In a recent CareerBuilder survey, hiring managers within the private sector reported that more than:
• 37 percent of college graduates did not send a thank-you note following an interview
• 35 percent of those interviewed did not know anything about the company
• 31 percent did not submit a cover letter
• 29 percent did not ask any questions during the interview
• 26 percent did not have professional references
• 26 percent had poor grammar on their résumés
• 21 percent had unprofessional pictures on their social media profiles
• 19 percent checked their mobile phones during the interview
While it may be easy to explain these behaviors as typical for inexperienced job-seekers, avoiding these pitfalls give you a much better chance of making a great first impression and getting hired.
Even though a wide majority (82 percent) of hiring managers agree that academic institutions are “adequately” preparing students for the roles needed in their organizations, the lack of basic etiquette during the interview process gives many of these same employers pause as they decide who to hire. Simply put, while you might be well-qualified and able to do the work of the position, you might never get your foot in the door if you’re not following these best practices.
How a candidate prepares for and behaves in an interview can tell hiring managers a lot about their drive, professionalism, and attitude. It also provides insight into the candidate’s ability to interact with customers and colleagues in a professional manner and a lens into the candidate’s work ethic. Did they care enough to put in the extra time and effort? Or are they doing the bare minimum required?

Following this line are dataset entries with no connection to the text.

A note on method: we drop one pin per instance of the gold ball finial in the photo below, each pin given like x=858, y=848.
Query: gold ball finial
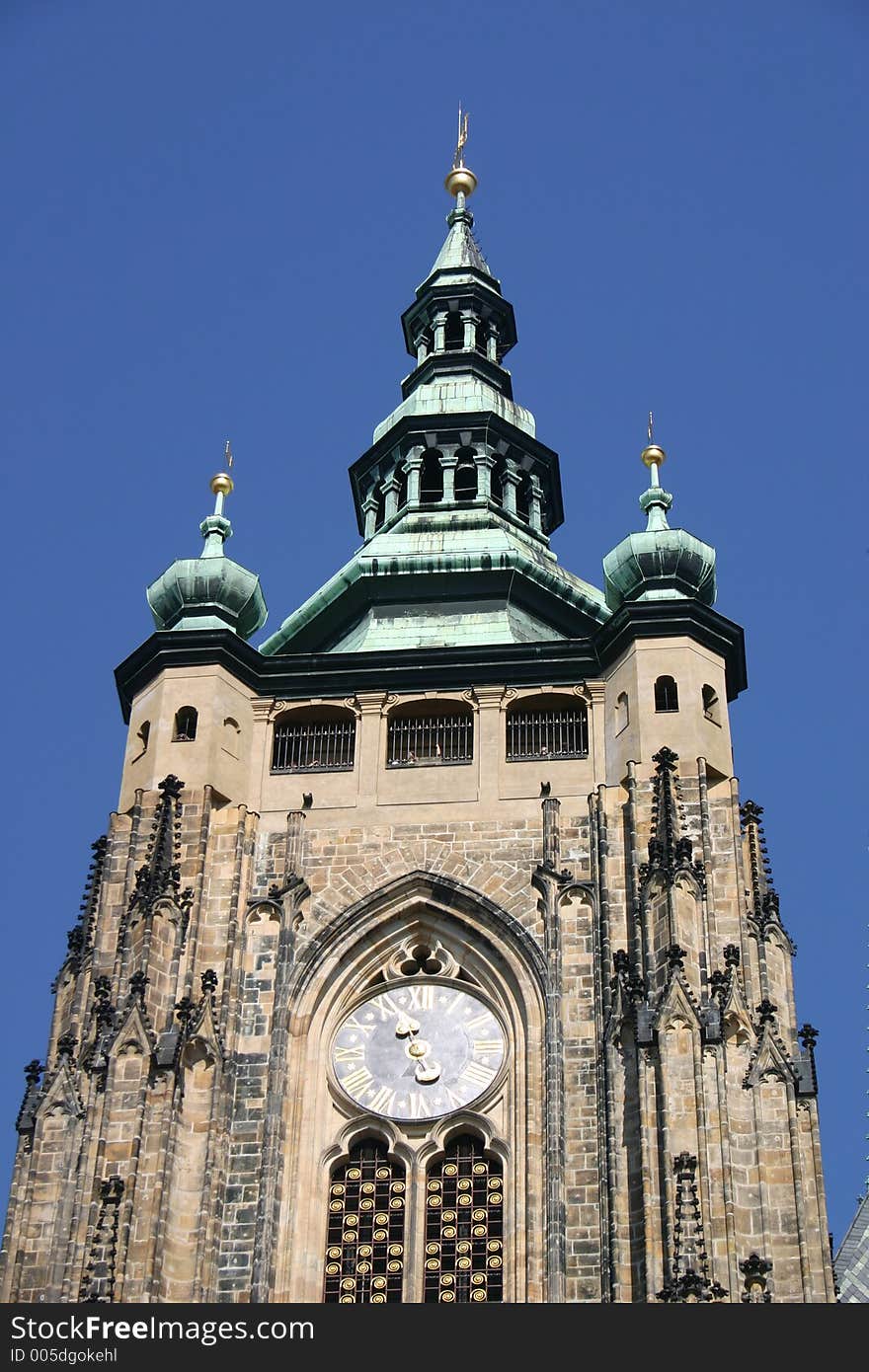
x=221, y=485
x=460, y=182
x=653, y=456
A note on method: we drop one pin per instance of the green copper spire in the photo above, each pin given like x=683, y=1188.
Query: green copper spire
x=662, y=563
x=210, y=591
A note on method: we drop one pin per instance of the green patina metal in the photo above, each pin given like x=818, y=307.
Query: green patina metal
x=446, y=571
x=209, y=591
x=661, y=563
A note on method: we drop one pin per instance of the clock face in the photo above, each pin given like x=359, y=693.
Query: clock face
x=418, y=1051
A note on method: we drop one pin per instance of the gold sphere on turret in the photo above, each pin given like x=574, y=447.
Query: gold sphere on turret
x=221, y=485
x=460, y=180
x=653, y=456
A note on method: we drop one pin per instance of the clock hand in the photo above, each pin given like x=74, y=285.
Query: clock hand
x=425, y=1072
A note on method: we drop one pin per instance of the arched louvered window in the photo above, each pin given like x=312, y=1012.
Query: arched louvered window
x=546, y=726
x=464, y=1225
x=453, y=340
x=666, y=695
x=364, y=1253
x=711, y=707
x=430, y=732
x=186, y=724
x=465, y=477
x=315, y=738
x=432, y=478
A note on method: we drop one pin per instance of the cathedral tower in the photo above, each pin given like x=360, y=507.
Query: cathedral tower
x=430, y=955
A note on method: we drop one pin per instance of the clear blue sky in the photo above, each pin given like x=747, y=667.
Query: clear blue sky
x=213, y=217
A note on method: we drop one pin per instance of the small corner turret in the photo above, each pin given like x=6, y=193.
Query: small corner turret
x=661, y=563
x=210, y=590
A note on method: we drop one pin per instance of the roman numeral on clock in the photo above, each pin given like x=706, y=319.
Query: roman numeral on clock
x=484, y=1045
x=477, y=1075
x=353, y=1054
x=422, y=998
x=357, y=1080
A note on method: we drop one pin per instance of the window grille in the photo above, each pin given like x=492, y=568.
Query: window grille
x=666, y=695
x=546, y=732
x=364, y=1256
x=464, y=1225
x=429, y=739
x=313, y=745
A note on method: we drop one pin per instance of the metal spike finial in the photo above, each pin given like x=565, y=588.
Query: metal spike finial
x=460, y=180
x=463, y=137
x=222, y=483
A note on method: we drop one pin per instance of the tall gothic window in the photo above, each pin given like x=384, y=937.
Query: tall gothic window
x=364, y=1256
x=464, y=1225
x=546, y=727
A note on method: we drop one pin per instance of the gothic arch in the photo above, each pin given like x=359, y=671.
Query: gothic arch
x=492, y=951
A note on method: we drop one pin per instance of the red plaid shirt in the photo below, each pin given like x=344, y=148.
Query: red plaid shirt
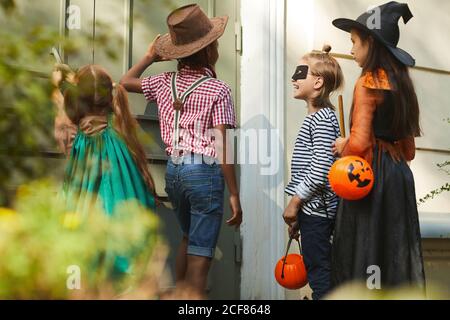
x=209, y=105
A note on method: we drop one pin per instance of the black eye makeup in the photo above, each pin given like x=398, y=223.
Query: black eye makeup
x=301, y=72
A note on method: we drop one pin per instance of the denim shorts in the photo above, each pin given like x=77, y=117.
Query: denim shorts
x=196, y=190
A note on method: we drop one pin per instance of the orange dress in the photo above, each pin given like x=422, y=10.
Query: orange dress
x=382, y=229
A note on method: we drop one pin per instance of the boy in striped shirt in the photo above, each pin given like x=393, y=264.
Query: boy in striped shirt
x=313, y=205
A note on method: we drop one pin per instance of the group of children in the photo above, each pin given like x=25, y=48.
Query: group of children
x=107, y=163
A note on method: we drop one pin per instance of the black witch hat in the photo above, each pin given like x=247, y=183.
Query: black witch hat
x=383, y=28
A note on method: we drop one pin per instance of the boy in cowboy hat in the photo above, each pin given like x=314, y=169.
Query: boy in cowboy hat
x=191, y=102
x=381, y=231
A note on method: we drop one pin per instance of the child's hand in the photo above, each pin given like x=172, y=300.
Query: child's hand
x=151, y=52
x=62, y=72
x=290, y=213
x=338, y=146
x=293, y=230
x=235, y=205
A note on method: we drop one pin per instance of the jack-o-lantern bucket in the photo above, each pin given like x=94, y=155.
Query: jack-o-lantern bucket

These matters of etiquette may seem a bit outdated as work environments continue to get more casual, but it’s important to keep in mind that these are the standards most hiring managers were held to early in their careers, and many will expect the same from today’s job seekers. Remember, simple—but thoughtful and respectful—things like punctuality, professional behavior and attire, and proper interview etiquette can mean the difference between a job offer and a “thanks, but no thanks” response.